Before, there is a domain name using the online free SSL certificate, and then want to change the certificate after the expiration of Let's encrypt free certificate, then want to query the domain name SSL certificate How many days left expired.

The method of querying the certificate expiration time is very simple, the following uses sslforfree.com this domain to carry on the test, below simple record the step. method One: View on the direct browser

The premise of this method is that your domain name has been directed to the Web server and can be accessed normally on the browser.

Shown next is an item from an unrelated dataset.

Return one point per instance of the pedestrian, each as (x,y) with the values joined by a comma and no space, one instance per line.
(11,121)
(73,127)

First use your browser to access your site's domain name, and then click the lock icon above the address bar to view:

The above is used in Firefox browser to view, other browsers should look at the same method is basically the same. method Two: Use the Openssl tool to view on the server side

Since my service is built on the Centos, after logging in with Xshell or Putty tools, enter the certificate directory and use the OpenSSL command to view:

# Cd/usr/ssl/cert

# OpenSSL x509-in signed.crt-noout-dates

Change it to the directory where you own the certificate, and change the certificate name to the name of the certificate on your own server. method Three: Use the PHP code method to view

If you have multiple domain names that you can access, it's much easier to use code to view them without a single manual view. The following code is attached:

/**
 * Obtain certificate validity
/Public Function getvalidity () {
	$domain = "sslforfree.com";
	$context = stream_context_create (Array ("SSL" => Array ("Capture_peer_cert_chain" => true));
	$socket = Stream_socket_client ("ssl://$domain: 443", $errno, $errstr, Stream_client_connect, $context);
	$context = Stream_context_get_params ($socket);
	foreach ($context ["Options"] ["SSL"] ["Peer_certificate_chain"] as $value) {
		//Use OpenSSL extensions to resolve certificates, use X509 certificate validation functions
		$cerInfo = Openssl_x509_parse ($value);
		if ($cerInfo [' name '], $domain) {
			echo  "Start:". Date ("y-m-d", $cerInfo [' validfrom_time_t ']). "Strpos <br/> ";
			echo "End:". Date ("y-m-d", $cerInfo [' validto_time_t ']);}}

Output content: start:2018-04-06
end:2018-07-05

The above $cerInfo a lot of information parameters, can be interested to print out to see.

The above describes several ways to view the expiration of SSL certificates, generally the most commonly used method is directly in the browser to view, convenient and quick.

Article source: Scatter a place, reprint please specify.